Dr. Guantlett also said that RATs could be distributed as needed through a system such as the Pharmaceutical Benefits Scheme.
“I think we need to look at RATs as part of a broader framework where we have things like P2 and N95 masks. [and] “protective equipment is being provided, we allow people to get PCR tests when needed, people have workers who come to them at home when needed,” he told Radio National.
Ms Connor also said equal access to PCR testing, which ensures people with disabilities can get booster shots, as well as non-pharmaceutical measures such as improving ventilation can help.
As COVID-19 now circulates widely in the community, Ms. Connor said she knew many people who had not been out for two years due to the pandemic.
“There have been such big changes in our lives, just to keep us alive,” she said.
Encourages to keep NDIS ‘fit for purpose for generations’
Alcott also called for guaranteed funding for NDIS in the future so that people with disabilities can be supported to “be the people they want to be”.
“We need to first fund NDIS and listen to people with lived experience and ask them what they need so they can come out and start living the life they want to live and remind ourselves, that it is an investment in people with disabilities so that they can escape pensions and start paying taxes, just like their carers and their family members too, “he said in his speech.

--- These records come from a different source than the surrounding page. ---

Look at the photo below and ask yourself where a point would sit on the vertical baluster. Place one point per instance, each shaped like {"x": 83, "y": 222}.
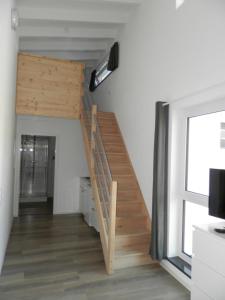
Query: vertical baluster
{"x": 112, "y": 226}
{"x": 93, "y": 131}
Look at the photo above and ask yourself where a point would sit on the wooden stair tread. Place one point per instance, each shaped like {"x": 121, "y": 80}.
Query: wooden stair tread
{"x": 127, "y": 261}
{"x": 131, "y": 232}
{"x": 133, "y": 250}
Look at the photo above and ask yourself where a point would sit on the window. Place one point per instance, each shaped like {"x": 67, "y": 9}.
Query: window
{"x": 197, "y": 144}
{"x": 206, "y": 149}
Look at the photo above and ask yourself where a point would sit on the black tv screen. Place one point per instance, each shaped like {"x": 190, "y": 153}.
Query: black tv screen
{"x": 217, "y": 193}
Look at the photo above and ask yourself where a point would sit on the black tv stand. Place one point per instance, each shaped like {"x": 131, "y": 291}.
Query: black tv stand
{"x": 220, "y": 230}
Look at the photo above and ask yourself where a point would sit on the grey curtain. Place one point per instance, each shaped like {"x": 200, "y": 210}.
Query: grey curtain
{"x": 158, "y": 249}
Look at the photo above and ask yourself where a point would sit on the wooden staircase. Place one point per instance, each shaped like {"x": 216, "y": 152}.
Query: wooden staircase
{"x": 131, "y": 231}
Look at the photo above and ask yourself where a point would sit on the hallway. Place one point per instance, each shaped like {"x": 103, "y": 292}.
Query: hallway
{"x": 60, "y": 257}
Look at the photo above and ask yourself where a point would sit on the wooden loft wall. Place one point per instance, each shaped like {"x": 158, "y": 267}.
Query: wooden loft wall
{"x": 49, "y": 87}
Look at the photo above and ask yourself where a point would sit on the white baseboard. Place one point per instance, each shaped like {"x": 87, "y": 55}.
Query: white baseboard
{"x": 177, "y": 274}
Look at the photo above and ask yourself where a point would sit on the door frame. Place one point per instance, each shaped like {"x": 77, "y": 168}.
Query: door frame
{"x": 17, "y": 170}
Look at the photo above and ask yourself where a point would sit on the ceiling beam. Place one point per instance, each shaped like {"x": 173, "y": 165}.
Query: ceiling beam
{"x": 74, "y": 15}
{"x": 67, "y": 32}
{"x": 63, "y": 44}
{"x": 72, "y": 55}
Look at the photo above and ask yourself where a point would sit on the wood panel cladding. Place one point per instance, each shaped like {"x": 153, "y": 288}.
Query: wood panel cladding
{"x": 49, "y": 87}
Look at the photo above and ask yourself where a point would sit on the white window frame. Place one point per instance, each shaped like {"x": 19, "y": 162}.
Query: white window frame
{"x": 209, "y": 102}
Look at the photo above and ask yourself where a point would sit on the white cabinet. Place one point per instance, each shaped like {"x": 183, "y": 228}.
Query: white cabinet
{"x": 208, "y": 263}
{"x": 87, "y": 204}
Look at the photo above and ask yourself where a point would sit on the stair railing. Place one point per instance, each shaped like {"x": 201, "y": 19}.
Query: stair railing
{"x": 105, "y": 188}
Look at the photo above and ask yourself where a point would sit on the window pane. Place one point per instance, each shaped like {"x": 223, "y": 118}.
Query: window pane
{"x": 206, "y": 149}
{"x": 194, "y": 214}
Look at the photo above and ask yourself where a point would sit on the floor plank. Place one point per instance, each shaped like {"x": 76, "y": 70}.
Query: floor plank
{"x": 60, "y": 257}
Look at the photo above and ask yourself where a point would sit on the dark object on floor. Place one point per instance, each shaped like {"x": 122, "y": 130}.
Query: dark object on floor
{"x": 36, "y": 208}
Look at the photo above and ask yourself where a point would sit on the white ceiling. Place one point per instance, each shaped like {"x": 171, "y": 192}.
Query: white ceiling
{"x": 72, "y": 29}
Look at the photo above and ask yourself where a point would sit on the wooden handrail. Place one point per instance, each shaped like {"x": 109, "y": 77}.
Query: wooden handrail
{"x": 107, "y": 226}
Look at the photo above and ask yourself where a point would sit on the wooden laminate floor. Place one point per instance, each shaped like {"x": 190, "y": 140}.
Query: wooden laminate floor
{"x": 60, "y": 257}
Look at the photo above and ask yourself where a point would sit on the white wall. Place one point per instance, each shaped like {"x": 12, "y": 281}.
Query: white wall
{"x": 164, "y": 54}
{"x": 8, "y": 50}
{"x": 70, "y": 161}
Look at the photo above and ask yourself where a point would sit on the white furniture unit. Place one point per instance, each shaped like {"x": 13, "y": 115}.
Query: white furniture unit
{"x": 208, "y": 263}
{"x": 87, "y": 204}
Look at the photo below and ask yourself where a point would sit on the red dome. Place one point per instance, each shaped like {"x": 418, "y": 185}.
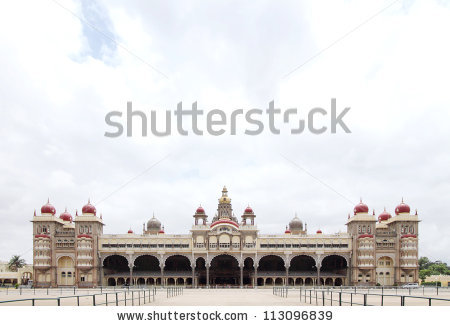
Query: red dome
{"x": 402, "y": 208}
{"x": 89, "y": 208}
{"x": 66, "y": 216}
{"x": 224, "y": 222}
{"x": 48, "y": 209}
{"x": 361, "y": 208}
{"x": 384, "y": 216}
{"x": 365, "y": 236}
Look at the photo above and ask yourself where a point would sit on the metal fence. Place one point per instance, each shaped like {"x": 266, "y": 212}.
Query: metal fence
{"x": 174, "y": 291}
{"x": 353, "y": 298}
{"x": 97, "y": 297}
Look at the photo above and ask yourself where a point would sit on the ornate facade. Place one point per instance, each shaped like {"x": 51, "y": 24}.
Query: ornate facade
{"x": 225, "y": 252}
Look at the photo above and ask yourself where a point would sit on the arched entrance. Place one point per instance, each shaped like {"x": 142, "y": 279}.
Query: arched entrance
{"x": 385, "y": 271}
{"x": 224, "y": 270}
{"x": 115, "y": 266}
{"x": 66, "y": 271}
{"x": 200, "y": 271}
{"x": 248, "y": 271}
{"x": 272, "y": 266}
{"x": 333, "y": 266}
{"x": 177, "y": 266}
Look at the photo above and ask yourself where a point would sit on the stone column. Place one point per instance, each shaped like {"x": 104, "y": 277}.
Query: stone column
{"x": 131, "y": 273}
{"x": 162, "y": 274}
{"x": 318, "y": 274}
{"x": 287, "y": 273}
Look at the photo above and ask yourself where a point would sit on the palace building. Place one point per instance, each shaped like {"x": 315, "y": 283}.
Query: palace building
{"x": 225, "y": 251}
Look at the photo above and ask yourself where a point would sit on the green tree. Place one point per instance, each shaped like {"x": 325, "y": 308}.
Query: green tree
{"x": 15, "y": 263}
{"x": 424, "y": 263}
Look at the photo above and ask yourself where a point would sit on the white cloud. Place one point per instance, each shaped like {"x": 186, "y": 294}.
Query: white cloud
{"x": 393, "y": 72}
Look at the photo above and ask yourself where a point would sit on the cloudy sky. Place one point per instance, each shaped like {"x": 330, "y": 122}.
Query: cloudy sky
{"x": 66, "y": 64}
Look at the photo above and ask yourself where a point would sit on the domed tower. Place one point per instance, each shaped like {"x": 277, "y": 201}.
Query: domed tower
{"x": 296, "y": 226}
{"x": 248, "y": 214}
{"x": 200, "y": 215}
{"x": 153, "y": 226}
{"x": 224, "y": 209}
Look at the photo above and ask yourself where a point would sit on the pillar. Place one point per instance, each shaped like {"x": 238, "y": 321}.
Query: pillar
{"x": 318, "y": 274}
{"x": 242, "y": 276}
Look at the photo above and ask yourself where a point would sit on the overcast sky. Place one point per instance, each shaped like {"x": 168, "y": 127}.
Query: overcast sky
{"x": 66, "y": 64}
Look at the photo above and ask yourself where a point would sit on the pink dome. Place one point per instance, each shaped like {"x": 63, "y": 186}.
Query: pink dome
{"x": 66, "y": 216}
{"x": 89, "y": 208}
{"x": 48, "y": 208}
{"x": 361, "y": 208}
{"x": 402, "y": 208}
{"x": 384, "y": 216}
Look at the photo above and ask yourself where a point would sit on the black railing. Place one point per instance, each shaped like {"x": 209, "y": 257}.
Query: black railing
{"x": 354, "y": 298}
{"x": 101, "y": 298}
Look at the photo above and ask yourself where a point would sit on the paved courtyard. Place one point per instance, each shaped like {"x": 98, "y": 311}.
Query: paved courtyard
{"x": 223, "y": 297}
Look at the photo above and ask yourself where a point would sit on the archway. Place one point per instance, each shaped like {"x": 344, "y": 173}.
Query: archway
{"x": 200, "y": 271}
{"x": 302, "y": 265}
{"x": 248, "y": 271}
{"x": 66, "y": 271}
{"x": 334, "y": 265}
{"x": 116, "y": 265}
{"x": 271, "y": 265}
{"x": 177, "y": 265}
{"x": 385, "y": 271}
{"x": 224, "y": 270}
{"x": 146, "y": 266}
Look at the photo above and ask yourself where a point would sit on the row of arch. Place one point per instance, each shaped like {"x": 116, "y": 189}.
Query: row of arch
{"x": 223, "y": 269}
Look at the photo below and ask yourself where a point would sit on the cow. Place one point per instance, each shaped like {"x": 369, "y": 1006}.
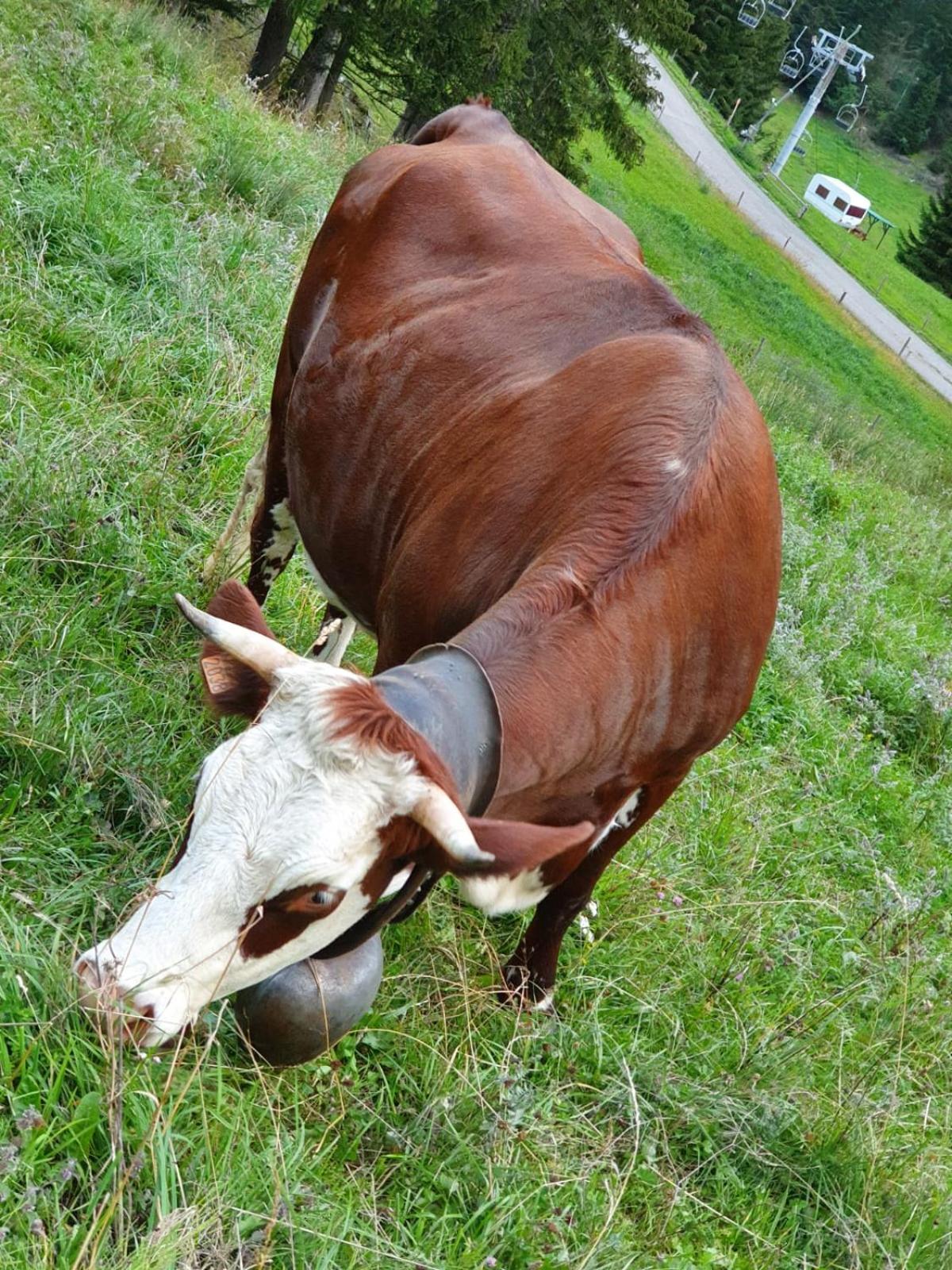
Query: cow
{"x": 511, "y": 455}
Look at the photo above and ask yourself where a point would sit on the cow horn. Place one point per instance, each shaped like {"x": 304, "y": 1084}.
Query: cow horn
{"x": 263, "y": 654}
{"x": 443, "y": 821}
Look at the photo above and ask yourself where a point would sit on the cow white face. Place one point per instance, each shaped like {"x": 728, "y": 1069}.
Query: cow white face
{"x": 291, "y": 840}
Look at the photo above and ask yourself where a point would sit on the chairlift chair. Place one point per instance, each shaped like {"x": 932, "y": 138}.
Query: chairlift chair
{"x": 848, "y": 114}
{"x": 793, "y": 63}
{"x": 750, "y": 13}
{"x": 795, "y": 59}
{"x": 847, "y": 117}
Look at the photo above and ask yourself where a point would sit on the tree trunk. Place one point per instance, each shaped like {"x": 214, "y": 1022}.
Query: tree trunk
{"x": 305, "y": 86}
{"x": 272, "y": 44}
{"x": 333, "y": 76}
{"x": 409, "y": 124}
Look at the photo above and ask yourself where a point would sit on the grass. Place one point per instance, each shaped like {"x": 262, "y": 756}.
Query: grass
{"x": 750, "y": 1064}
{"x": 898, "y": 190}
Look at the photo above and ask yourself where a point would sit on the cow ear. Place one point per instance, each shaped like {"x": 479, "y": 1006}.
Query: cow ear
{"x": 518, "y": 848}
{"x": 230, "y": 686}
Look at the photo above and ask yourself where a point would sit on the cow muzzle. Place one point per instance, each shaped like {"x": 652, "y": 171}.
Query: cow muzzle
{"x": 137, "y": 1018}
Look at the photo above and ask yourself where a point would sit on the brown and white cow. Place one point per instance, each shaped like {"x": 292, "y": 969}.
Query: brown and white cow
{"x": 513, "y": 456}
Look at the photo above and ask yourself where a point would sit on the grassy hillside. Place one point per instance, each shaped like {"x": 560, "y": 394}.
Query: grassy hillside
{"x": 750, "y": 1064}
{"x": 895, "y": 194}
{"x": 894, "y": 186}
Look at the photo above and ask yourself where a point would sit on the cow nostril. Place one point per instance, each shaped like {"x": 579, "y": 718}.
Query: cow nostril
{"x": 135, "y": 1022}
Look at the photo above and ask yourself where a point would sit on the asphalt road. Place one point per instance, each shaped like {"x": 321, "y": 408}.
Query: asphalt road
{"x": 692, "y": 135}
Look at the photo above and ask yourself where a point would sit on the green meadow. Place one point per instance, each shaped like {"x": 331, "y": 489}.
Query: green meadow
{"x": 899, "y": 190}
{"x": 749, "y": 1067}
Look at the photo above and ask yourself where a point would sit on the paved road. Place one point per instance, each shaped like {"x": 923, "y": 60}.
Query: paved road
{"x": 689, "y": 131}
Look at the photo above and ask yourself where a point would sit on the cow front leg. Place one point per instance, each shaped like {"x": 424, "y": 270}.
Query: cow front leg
{"x": 336, "y": 630}
{"x": 225, "y": 556}
{"x": 531, "y": 972}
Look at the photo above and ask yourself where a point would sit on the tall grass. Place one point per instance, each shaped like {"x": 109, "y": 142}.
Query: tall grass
{"x": 750, "y": 1060}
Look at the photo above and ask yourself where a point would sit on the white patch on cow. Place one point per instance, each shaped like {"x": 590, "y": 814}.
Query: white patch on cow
{"x": 336, "y": 637}
{"x": 286, "y": 804}
{"x": 336, "y": 645}
{"x": 397, "y": 884}
{"x": 498, "y": 895}
{"x": 622, "y": 818}
{"x": 282, "y": 543}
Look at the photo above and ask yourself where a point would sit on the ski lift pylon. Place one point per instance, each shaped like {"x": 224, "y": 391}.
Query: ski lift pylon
{"x": 750, "y": 13}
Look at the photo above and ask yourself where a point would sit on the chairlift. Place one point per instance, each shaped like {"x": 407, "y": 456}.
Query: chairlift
{"x": 848, "y": 114}
{"x": 793, "y": 60}
{"x": 793, "y": 64}
{"x": 750, "y": 13}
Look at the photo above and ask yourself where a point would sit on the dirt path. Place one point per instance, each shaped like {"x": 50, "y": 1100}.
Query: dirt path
{"x": 689, "y": 131}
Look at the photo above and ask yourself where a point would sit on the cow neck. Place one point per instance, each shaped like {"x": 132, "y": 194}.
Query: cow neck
{"x": 444, "y": 694}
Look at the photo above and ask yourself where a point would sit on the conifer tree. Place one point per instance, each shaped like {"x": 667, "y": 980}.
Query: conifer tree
{"x": 930, "y": 251}
{"x": 908, "y": 127}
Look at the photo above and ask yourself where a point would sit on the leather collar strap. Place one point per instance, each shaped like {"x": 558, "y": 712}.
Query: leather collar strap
{"x": 444, "y": 694}
{"x": 390, "y": 910}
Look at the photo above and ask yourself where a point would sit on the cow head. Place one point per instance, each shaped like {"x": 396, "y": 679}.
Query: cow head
{"x": 298, "y": 826}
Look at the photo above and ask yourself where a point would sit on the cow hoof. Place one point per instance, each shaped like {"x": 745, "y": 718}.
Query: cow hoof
{"x": 520, "y": 991}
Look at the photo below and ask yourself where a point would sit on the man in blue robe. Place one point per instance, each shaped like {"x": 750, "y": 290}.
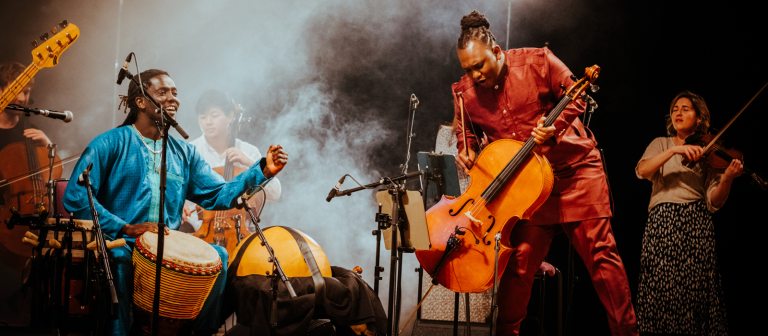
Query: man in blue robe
{"x": 125, "y": 180}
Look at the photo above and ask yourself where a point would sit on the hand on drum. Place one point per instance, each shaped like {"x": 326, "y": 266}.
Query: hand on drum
{"x": 276, "y": 160}
{"x": 135, "y": 230}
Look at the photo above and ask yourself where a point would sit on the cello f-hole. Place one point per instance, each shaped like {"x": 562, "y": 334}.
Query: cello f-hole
{"x": 454, "y": 213}
{"x": 485, "y": 235}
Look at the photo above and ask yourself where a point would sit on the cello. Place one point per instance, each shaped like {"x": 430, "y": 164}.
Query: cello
{"x": 29, "y": 196}
{"x": 509, "y": 182}
{"x": 225, "y": 227}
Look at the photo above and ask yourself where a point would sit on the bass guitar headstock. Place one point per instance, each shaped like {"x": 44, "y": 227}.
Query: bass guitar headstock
{"x": 47, "y": 51}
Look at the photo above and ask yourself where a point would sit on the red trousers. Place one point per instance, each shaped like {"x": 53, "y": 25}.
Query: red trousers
{"x": 593, "y": 241}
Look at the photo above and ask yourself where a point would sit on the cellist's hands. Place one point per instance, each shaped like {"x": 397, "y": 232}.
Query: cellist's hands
{"x": 37, "y": 136}
{"x": 540, "y": 133}
{"x": 276, "y": 160}
{"x": 466, "y": 159}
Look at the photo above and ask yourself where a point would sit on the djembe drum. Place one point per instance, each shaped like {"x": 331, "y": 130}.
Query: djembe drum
{"x": 190, "y": 268}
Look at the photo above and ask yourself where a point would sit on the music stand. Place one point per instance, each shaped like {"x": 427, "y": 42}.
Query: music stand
{"x": 413, "y": 228}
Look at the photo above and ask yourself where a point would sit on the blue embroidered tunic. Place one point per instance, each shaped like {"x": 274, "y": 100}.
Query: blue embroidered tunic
{"x": 125, "y": 179}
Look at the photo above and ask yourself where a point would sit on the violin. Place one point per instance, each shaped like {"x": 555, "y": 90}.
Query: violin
{"x": 509, "y": 182}
{"x": 716, "y": 155}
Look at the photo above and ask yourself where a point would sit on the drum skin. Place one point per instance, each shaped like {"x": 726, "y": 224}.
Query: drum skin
{"x": 190, "y": 269}
{"x": 256, "y": 258}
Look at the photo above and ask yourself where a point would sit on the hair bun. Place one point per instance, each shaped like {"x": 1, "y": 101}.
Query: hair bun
{"x": 474, "y": 20}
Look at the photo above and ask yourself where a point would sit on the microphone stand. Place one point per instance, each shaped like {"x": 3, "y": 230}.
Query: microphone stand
{"x": 396, "y": 252}
{"x": 166, "y": 122}
{"x": 100, "y": 244}
{"x": 277, "y": 269}
{"x": 164, "y": 127}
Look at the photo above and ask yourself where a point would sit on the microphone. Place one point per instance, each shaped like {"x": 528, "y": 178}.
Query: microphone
{"x": 335, "y": 190}
{"x": 124, "y": 70}
{"x": 65, "y": 116}
{"x": 81, "y": 178}
{"x": 414, "y": 101}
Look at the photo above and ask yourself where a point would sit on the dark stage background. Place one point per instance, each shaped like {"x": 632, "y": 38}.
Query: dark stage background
{"x": 331, "y": 82}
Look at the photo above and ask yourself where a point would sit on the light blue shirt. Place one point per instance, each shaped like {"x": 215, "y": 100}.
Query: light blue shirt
{"x": 125, "y": 179}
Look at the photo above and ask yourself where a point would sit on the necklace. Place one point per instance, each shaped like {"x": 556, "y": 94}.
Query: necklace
{"x": 141, "y": 138}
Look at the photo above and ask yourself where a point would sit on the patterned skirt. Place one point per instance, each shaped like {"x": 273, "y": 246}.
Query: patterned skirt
{"x": 680, "y": 290}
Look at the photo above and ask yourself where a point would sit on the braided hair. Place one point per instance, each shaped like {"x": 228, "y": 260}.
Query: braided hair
{"x": 135, "y": 91}
{"x": 474, "y": 26}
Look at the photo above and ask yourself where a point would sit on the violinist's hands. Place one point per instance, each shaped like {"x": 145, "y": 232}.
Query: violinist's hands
{"x": 734, "y": 169}
{"x": 37, "y": 136}
{"x": 135, "y": 230}
{"x": 540, "y": 133}
{"x": 276, "y": 160}
{"x": 235, "y": 155}
{"x": 466, "y": 159}
{"x": 690, "y": 153}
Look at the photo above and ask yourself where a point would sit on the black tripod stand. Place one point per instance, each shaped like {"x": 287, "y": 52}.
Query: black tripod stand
{"x": 392, "y": 221}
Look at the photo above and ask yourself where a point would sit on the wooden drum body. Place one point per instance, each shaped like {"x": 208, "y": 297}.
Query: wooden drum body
{"x": 190, "y": 268}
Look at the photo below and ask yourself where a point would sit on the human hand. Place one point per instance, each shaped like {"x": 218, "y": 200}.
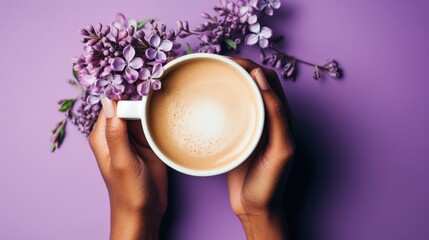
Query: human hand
{"x": 256, "y": 186}
{"x": 135, "y": 178}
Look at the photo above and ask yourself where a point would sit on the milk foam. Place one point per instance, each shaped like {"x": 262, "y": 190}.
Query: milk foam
{"x": 204, "y": 115}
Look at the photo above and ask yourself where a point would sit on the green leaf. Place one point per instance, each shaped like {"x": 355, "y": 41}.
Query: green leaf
{"x": 66, "y": 105}
{"x": 231, "y": 43}
{"x": 61, "y": 135}
{"x": 189, "y": 49}
{"x": 75, "y": 84}
{"x": 53, "y": 147}
{"x": 75, "y": 75}
{"x": 141, "y": 23}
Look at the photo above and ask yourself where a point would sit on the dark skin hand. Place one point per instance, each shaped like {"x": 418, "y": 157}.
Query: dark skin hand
{"x": 256, "y": 186}
{"x": 136, "y": 178}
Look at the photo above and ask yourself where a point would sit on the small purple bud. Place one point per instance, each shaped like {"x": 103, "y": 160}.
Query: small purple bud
{"x": 179, "y": 25}
{"x": 131, "y": 30}
{"x": 106, "y": 30}
{"x": 92, "y": 42}
{"x": 115, "y": 32}
{"x": 316, "y": 73}
{"x": 90, "y": 29}
{"x": 84, "y": 32}
{"x": 103, "y": 63}
{"x": 123, "y": 35}
{"x": 140, "y": 34}
{"x": 205, "y": 15}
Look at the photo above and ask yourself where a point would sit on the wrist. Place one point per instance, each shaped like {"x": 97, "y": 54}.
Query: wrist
{"x": 135, "y": 225}
{"x": 264, "y": 225}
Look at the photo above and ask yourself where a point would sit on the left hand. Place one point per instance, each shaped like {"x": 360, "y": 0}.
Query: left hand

Dr. Gauntlett said NDIS should be effective and “fit for purpose for generations”.
“I believe that NDIS is currently struggling to adapt in the context of a 24-month pandemic to ensure that it can provide a personalized service to each individual,” he told News24.
“And when NDIS interacts with areas like the health care system, housing, education or employment, it often struggles.
“So what we need to do is focus on the underlying Australian disability strategy, which relates to both the Commonwealth and the state’s disability policy to ensure that NDIS provides a really good service to every single person in Australia, but also constantly evolving for to ensure that the money spent is spent in the most efficient way possible. “
There are no plans to cut funding for NDIS, though the federal government has raised concerns about the cost of the program.
But Mrs Connor said it was an important service.
“No one ever questions whether we should fully fund Medicare,” she said.
“We can not afford not to have an NDIS, and an NDIS is what we need to be safe and live the same life as other Australians.”